In dit artikel is geregeld in welke gevallen het college de schuldhulpverlening kan beëindigen. Het kan gaan om de situatie dat de belanghebbende niet of in onvoldoende mate heeft voldaan aan de in artikel 5 genoemde verplichtingen. Ook wanneer de belanghebbende tot twee maal toe zonder bericht van verhindering vooraf, niet verschijnt op een afspraak, kan de hulpverlening worden gestaakt. Hieronder volgt een korte toelichting op de andere genoemde redenen voor beëindiging:

onder c: het kan zijn dat niet alle schuldeisers akkoord gaan met het voorstel wat gedaan wordt in het kader van een minnelijk traject. Er is dus geen schuldbemiddeling tot stand gekomen. In dergelijke gevallen resteert de WSNP. Er zijn echter gevallen denkbaar waarbij dit niet mogelijk is, bijvoorbeeld omdat iemand in de voorafgaande tien jaar al een WSNP-traject doorlopen heeft. Het college beëindigt in dergelijke gevallen de schuldhulpverlening.

onder d: zodra de gemeente de WSNP-verklaring heeft afgegeven, is het traject bij de gemeente afgerond en volgt beëindiging.

onder e: het kan voorkomen dat een aanbod schuldhulpverlening is gedaan op onjuiste of onvolledige gegevens. Aan de hand van de juiste gegevens wordt in dergelijke situaties achteraf beoordeeld of het aanbod terecht is geweest. Indien dit niet het geval is, volgt beëindiging.

onder f: bij het overlijden van de belanghebbende wordt het traject beëindigd.

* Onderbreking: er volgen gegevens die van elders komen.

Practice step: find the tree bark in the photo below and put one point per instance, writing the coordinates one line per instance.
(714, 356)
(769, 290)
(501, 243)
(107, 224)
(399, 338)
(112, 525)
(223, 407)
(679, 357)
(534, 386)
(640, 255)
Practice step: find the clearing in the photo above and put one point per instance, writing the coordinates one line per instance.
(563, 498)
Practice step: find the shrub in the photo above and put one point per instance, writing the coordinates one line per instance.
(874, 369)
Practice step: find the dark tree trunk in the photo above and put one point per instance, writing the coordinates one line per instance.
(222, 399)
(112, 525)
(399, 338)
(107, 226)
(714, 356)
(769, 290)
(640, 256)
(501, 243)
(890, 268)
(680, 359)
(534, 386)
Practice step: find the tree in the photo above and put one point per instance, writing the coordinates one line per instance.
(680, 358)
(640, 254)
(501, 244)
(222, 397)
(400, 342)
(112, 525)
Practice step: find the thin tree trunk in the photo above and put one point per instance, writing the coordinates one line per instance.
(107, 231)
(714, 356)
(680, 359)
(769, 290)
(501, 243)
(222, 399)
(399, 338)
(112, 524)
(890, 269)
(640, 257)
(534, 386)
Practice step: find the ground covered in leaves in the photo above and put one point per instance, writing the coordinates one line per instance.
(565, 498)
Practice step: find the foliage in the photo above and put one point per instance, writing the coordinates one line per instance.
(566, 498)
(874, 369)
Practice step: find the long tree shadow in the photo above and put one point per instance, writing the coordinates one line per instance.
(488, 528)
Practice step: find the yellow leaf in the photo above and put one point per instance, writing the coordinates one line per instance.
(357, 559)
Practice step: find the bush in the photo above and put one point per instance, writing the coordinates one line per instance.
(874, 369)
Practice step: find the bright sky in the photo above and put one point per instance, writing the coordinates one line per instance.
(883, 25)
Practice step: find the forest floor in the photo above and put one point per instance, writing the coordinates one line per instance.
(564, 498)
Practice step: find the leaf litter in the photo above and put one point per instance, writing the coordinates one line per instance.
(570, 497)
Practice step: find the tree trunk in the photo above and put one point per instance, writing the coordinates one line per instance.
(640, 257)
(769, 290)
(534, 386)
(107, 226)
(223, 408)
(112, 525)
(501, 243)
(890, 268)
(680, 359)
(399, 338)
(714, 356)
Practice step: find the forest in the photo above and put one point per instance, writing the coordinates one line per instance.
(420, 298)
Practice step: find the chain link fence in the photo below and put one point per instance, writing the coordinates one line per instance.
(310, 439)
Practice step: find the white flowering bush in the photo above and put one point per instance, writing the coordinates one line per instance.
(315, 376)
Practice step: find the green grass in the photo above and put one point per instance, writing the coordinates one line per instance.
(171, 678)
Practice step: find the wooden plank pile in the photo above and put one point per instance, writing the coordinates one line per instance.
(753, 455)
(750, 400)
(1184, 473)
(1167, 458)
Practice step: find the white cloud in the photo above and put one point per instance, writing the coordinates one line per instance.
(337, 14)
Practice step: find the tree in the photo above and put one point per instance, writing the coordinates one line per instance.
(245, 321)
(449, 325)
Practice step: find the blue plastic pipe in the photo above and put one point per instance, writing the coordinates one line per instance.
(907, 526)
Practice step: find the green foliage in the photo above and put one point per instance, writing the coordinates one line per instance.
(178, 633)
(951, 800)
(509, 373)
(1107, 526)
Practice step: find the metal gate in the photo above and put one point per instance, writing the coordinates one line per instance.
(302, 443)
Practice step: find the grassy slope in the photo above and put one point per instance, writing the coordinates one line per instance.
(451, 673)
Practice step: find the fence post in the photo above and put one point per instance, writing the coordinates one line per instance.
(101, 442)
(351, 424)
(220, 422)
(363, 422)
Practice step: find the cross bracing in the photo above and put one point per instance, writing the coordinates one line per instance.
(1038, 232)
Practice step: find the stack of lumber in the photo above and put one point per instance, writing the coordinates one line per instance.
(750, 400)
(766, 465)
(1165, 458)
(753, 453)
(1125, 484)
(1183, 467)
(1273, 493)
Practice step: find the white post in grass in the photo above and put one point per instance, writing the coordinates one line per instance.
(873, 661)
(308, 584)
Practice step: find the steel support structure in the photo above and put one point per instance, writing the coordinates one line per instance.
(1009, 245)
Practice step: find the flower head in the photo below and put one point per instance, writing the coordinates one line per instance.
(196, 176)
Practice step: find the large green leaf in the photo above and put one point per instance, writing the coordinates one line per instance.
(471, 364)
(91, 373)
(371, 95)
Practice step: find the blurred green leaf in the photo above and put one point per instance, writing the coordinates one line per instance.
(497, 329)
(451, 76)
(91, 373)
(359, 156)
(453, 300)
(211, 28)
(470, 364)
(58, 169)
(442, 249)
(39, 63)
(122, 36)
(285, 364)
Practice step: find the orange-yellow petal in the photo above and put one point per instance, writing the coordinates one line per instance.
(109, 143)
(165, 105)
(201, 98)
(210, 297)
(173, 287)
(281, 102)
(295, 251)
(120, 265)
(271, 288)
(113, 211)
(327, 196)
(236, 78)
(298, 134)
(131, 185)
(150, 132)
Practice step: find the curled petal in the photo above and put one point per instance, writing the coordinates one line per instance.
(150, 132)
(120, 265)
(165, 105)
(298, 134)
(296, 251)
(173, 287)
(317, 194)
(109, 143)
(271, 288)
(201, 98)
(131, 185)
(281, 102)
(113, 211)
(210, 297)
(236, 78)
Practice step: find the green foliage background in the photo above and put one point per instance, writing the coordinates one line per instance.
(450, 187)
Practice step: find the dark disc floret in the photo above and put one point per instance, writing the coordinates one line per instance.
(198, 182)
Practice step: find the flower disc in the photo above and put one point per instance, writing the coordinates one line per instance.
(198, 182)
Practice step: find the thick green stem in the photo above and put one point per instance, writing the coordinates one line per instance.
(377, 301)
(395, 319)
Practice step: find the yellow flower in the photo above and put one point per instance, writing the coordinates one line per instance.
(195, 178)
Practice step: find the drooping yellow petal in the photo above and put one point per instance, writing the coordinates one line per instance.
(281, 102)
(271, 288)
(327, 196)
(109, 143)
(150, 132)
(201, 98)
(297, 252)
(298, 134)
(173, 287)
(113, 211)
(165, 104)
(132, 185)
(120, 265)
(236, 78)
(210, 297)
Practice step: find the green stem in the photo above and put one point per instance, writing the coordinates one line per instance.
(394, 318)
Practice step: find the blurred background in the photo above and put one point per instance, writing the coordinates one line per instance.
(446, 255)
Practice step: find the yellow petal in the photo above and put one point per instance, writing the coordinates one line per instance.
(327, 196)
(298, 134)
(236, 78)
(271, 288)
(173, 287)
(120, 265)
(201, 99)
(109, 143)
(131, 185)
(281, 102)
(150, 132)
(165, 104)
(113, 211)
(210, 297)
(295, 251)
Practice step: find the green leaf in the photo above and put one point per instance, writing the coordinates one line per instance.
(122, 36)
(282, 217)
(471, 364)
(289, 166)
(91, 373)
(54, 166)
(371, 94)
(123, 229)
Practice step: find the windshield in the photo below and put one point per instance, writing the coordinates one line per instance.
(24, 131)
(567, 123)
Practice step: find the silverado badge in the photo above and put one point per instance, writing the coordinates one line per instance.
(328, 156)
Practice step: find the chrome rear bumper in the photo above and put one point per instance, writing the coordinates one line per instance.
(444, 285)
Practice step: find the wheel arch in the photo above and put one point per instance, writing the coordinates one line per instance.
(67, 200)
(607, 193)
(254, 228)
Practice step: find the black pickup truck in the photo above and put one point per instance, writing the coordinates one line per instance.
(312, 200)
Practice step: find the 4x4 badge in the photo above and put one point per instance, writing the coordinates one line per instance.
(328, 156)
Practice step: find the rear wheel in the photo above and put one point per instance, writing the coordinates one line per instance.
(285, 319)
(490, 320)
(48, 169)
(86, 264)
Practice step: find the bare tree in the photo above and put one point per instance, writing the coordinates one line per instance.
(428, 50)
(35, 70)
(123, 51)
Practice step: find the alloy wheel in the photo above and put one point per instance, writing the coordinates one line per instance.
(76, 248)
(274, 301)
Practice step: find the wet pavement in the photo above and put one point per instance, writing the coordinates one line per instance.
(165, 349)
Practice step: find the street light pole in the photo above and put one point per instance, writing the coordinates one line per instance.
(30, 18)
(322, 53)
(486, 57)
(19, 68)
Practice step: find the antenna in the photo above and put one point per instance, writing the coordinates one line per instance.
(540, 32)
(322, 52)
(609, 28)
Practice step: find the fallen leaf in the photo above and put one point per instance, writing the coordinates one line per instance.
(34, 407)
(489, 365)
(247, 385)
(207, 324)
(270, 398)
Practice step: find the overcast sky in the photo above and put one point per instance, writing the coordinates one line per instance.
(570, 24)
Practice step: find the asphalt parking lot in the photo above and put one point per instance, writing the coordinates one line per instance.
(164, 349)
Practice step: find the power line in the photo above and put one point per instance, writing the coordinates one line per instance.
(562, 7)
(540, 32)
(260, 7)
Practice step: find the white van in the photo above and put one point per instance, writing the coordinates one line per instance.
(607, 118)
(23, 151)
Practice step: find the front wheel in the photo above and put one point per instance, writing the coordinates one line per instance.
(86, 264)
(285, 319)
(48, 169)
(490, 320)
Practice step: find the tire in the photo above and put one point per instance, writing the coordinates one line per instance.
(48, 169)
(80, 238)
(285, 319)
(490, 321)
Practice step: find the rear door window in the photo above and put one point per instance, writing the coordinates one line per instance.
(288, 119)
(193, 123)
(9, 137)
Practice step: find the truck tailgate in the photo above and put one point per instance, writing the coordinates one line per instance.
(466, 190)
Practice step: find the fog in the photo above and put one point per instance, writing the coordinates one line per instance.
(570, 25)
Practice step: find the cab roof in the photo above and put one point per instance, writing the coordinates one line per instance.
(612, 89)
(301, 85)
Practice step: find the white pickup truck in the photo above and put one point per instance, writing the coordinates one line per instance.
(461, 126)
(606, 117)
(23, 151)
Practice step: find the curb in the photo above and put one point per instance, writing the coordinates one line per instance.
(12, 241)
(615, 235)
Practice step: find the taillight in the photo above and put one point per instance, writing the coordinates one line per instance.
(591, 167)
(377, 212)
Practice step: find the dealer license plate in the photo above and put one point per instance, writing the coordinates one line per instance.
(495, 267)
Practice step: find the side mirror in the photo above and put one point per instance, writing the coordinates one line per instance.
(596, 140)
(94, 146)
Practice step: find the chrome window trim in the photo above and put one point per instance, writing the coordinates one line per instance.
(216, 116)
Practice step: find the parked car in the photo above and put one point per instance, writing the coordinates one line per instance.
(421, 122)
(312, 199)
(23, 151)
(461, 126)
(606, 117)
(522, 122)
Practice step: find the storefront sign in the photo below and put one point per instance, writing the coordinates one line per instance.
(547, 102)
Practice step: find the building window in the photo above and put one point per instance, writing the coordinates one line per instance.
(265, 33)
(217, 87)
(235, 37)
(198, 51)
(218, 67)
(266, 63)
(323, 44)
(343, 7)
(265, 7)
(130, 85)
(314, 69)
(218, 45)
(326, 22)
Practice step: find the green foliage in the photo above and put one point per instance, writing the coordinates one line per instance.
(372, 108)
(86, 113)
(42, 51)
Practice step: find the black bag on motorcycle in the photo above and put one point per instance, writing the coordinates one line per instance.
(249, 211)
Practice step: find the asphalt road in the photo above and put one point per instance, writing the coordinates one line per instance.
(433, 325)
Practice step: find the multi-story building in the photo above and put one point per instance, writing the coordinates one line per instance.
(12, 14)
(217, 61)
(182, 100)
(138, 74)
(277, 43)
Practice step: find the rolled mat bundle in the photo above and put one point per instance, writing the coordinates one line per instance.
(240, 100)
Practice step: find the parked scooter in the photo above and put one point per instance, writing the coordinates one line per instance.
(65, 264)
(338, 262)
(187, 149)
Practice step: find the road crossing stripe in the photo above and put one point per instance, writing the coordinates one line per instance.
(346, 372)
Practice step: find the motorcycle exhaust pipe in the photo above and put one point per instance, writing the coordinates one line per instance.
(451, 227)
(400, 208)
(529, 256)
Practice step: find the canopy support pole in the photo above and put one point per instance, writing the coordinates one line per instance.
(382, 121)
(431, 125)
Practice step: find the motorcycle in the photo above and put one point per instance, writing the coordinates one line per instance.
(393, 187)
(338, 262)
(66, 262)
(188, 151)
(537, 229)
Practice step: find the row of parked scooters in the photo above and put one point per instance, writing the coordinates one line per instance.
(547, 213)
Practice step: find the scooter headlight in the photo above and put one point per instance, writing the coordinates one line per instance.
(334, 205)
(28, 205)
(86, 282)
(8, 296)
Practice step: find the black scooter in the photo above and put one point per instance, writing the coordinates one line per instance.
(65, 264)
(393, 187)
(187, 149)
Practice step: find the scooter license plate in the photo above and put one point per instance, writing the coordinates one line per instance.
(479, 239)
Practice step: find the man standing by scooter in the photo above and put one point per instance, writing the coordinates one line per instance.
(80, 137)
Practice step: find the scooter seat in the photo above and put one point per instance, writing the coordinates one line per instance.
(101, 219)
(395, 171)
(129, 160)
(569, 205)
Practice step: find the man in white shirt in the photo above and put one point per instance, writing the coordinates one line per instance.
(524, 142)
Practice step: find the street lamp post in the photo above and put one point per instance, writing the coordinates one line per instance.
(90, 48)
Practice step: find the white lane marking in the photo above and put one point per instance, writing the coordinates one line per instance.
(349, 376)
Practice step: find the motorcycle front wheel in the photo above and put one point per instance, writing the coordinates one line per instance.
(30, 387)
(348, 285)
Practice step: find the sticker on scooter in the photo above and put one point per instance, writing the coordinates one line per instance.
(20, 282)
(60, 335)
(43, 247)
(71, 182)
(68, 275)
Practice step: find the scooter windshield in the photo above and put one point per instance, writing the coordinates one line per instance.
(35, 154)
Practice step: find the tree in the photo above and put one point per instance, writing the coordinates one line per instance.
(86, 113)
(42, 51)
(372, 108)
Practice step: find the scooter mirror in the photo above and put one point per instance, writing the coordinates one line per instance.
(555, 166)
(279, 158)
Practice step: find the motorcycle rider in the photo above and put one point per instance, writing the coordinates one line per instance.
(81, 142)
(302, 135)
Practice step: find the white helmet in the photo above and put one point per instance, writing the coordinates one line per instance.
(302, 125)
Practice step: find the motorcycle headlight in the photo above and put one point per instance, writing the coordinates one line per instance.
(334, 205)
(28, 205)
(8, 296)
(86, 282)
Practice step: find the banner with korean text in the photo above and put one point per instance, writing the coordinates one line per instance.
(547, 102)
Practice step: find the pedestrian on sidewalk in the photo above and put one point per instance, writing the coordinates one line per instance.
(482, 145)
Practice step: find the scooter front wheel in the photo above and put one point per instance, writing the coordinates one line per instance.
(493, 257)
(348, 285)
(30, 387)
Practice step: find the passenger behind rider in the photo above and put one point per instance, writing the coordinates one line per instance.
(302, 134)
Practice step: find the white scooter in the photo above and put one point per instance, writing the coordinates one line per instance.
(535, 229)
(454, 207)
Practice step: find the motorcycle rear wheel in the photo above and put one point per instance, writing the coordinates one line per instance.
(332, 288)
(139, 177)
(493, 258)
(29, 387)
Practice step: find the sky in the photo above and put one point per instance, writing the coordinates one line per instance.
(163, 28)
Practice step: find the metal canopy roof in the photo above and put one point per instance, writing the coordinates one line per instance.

onder g: de schuldhulpverlening staat open voor de inwoners van Midden-Delfland. Bij verhuizing naar een andere gemeente ligt het aan de fase waarin het traject zich bevindt, of deze wordt beëindigd. In de indicatiefase (de fase waarin de schulden worden geïnventariseerd), vindt beëindiging en overdracht van het traject plaats. Ook wanneer de schuldregeling ‘rond’ is vindt overdracht plaats. In de fase waarin de feitelijke schuldbemiddeling plaatsvindt, wordt dit eerst afgerond, waarna het traject wordt

overgedragen na overleg met de gemeente waar de cliënt naar toe verhuist.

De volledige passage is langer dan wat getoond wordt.